Sementara Shouto berjalan mendahului dengan payung di tangannya, [name] berjalan di belakangnya dengan terburu-buru seraya menyampirkan jaketnya melindungi kepala, hujan yang mengguyurnya tidak dapat membuatnya tenang dalam berjalan.
***
"Kehujanan lagi, kah? Setiap bertemu denganmu pasti kehujanan mulu." Shouto menimpali.
[name] mencebikkan bibir dongkol. "Jangan salahkan aku, salahkanlah hujan. Niatku pergi tidak buruk kok, bukan berarti aku kena karma atau sial," ujarnya membela.
Shouto enggan menanggapi, malah ia menawarkan minuman kepada [name].
"Tidak perlu repot-repot, Todoroki-san," tolak [name] halus. "Aku tidak akan lama, kok. Paling-paling sebentar lagi hujan akan reda."
"Tidak akan reda dengan mudah.

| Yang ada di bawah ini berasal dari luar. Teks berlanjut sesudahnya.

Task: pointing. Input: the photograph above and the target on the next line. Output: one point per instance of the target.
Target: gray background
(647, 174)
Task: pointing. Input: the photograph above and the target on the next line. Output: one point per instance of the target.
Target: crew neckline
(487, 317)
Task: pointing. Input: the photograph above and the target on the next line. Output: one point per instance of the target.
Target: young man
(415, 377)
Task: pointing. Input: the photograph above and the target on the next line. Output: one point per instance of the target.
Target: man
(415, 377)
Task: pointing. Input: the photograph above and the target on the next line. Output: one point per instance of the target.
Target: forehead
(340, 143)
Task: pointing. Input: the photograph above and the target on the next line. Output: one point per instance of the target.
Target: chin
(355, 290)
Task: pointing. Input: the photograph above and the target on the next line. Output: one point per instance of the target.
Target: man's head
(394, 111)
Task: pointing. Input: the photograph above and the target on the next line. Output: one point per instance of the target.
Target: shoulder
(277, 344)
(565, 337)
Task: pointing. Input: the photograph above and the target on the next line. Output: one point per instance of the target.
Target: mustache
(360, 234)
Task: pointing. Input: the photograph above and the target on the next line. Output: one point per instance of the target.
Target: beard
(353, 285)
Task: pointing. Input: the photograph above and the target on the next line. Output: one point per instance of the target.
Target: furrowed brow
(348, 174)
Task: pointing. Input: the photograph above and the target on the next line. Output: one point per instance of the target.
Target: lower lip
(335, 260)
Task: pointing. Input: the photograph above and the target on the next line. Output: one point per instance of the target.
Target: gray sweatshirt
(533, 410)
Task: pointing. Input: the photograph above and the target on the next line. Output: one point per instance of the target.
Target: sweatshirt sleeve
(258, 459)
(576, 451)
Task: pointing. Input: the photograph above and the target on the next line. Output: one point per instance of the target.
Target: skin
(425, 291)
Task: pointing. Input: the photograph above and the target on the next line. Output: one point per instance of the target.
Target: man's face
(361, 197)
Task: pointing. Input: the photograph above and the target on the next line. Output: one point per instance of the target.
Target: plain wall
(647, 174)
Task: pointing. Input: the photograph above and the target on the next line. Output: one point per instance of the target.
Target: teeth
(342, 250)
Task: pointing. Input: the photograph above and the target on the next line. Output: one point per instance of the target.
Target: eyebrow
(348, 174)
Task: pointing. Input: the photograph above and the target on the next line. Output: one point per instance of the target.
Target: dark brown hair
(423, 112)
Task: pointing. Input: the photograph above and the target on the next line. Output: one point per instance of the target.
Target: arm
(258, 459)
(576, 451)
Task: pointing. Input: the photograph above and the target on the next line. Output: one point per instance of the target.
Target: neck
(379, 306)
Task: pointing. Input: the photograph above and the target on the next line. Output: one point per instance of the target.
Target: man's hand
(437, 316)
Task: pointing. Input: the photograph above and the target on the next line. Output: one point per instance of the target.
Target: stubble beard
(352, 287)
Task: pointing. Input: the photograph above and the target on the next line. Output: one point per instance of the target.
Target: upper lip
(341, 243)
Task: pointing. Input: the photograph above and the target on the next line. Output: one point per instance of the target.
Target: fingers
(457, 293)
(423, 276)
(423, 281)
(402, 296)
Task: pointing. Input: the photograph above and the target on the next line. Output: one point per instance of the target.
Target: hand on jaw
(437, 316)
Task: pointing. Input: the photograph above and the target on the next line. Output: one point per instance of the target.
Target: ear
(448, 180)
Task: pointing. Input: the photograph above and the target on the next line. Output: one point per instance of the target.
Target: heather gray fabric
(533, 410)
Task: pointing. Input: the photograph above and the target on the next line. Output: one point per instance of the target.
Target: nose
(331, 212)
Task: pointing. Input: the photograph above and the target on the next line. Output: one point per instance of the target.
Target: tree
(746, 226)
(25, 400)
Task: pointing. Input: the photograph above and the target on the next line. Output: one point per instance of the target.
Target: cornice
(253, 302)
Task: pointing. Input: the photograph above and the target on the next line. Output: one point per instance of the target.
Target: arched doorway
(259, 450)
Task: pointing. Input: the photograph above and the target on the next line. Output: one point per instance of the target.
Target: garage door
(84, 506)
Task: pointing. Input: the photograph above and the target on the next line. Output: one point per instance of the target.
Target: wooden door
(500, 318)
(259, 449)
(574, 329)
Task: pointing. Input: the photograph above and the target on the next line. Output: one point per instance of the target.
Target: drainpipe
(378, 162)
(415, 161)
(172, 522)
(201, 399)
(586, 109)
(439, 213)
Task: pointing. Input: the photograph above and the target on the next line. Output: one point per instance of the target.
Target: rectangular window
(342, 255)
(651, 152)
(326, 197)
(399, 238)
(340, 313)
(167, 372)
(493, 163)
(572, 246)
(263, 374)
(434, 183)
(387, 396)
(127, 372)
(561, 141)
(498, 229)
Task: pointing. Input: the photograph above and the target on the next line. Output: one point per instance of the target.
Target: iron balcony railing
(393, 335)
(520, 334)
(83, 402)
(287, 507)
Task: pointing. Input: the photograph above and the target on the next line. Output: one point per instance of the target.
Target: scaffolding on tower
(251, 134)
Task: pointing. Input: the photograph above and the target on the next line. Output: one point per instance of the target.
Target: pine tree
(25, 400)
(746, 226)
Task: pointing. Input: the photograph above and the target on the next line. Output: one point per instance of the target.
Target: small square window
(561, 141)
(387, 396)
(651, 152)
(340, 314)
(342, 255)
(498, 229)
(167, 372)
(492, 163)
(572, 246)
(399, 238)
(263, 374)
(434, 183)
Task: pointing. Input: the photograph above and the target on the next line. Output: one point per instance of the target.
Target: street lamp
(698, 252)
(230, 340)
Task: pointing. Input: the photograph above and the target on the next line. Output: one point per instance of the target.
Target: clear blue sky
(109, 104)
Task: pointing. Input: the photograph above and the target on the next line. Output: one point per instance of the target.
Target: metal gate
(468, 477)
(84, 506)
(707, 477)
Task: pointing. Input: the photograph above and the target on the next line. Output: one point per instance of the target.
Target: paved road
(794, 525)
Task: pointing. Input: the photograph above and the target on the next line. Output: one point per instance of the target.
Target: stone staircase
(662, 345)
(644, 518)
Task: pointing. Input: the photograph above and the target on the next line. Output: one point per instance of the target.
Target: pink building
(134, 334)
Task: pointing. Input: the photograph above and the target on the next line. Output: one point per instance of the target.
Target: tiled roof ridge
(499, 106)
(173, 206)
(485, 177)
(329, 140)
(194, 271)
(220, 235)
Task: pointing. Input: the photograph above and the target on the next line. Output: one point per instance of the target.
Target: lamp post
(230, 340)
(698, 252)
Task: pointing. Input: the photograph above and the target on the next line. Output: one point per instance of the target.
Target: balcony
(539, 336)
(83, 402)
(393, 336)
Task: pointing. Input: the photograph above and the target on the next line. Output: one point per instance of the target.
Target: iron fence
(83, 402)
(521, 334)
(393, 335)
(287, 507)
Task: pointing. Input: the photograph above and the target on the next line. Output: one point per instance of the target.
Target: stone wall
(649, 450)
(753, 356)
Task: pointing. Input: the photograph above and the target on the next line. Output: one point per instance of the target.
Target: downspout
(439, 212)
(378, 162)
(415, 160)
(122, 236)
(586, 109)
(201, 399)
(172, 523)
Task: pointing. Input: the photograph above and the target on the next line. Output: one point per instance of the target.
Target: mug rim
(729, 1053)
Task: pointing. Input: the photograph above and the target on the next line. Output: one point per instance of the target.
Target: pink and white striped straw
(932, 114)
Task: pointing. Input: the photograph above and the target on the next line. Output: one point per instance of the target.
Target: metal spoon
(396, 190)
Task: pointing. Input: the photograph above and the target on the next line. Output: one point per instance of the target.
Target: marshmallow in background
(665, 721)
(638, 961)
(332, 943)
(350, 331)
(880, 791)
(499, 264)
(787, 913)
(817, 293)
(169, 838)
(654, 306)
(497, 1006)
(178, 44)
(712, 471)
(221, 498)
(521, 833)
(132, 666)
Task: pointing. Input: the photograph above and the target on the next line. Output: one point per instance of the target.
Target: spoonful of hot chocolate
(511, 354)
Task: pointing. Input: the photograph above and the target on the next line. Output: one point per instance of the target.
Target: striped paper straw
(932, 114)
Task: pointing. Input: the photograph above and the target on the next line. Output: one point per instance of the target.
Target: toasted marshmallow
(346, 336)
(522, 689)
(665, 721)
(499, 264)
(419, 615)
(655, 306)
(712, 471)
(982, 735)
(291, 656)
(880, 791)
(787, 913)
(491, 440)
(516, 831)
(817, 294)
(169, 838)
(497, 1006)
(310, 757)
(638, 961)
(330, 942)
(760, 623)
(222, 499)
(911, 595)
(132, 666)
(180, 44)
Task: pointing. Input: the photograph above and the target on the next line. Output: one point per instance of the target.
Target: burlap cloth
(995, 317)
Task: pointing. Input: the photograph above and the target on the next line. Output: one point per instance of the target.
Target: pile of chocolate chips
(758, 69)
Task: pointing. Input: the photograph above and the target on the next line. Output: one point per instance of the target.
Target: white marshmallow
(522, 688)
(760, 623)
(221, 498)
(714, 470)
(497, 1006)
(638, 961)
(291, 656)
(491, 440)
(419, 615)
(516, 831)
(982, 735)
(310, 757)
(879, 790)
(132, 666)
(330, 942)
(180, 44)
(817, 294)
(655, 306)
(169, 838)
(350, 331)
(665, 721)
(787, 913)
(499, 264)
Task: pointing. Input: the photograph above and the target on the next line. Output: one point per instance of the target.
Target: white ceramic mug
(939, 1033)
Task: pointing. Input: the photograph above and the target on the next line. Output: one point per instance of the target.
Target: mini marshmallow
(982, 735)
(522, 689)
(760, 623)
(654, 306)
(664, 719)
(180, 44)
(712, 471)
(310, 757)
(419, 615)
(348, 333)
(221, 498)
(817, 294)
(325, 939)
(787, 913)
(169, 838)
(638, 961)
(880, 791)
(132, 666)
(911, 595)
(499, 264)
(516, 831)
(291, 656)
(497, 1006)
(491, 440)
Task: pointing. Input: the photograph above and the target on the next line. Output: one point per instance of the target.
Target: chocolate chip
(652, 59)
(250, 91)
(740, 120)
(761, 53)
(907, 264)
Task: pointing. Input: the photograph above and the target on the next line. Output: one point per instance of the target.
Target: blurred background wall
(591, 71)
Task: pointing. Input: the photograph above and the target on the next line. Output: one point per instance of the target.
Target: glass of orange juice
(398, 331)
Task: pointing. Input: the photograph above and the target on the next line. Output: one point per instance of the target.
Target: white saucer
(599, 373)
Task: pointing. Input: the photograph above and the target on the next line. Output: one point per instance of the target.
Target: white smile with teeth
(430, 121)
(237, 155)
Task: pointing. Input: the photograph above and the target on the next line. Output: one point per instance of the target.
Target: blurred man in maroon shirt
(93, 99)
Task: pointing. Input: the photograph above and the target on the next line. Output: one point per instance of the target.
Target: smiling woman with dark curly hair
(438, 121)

Hujannya turun belum lama, hujan sederas ini pasti akan menunggu satu-dua jam."
[Name] cengar-cengir. Benar yang dikatakan Shouto. Hujan deras seperti ini akan berhenti sekitar satu jam kemudian, apalagi baru beberapa menit hujan turun. Ia jadi tidak enak sendiri telah singgah selama dua kali di rumah Shouto.
"Tidak usah sungkan, lagi pula aku tinggal sendiri. Tidak akan ada orang lain," tambah Shouto. Ucapannya malah membuat [name] kalut. Shouto mungkin bermaksud agar [name] tidak merasa canggung dengan suasana rumahnya, tetapi [name] malah berbanding terbalik. Walau memang sebelumnya ia pernah singgah sekali, tetap saja rasa sungkan merayapinya tak enak. Belum lagi ia baru menyadari jika ia hanya akan berdua saja dengan sang lelaki. Ditambah yang tadi diucapkan Shouto, ia ingin mengelus dada dengan sabar.
Sesungguhnya ucapanmu tadi dapat menimbulkan fitnah, Todoroki-san, batin [name] cemas.
"Daripada lama mendengarkan penolakanmu itu aku akan membuat cokelat panas."
"T-tidak usah, Todoroki-san!"
Shouto mendengus. "Aku tidak bilang akan membuatkanmu. Aku membuatnya untuk diriku sendiri," celetuknya.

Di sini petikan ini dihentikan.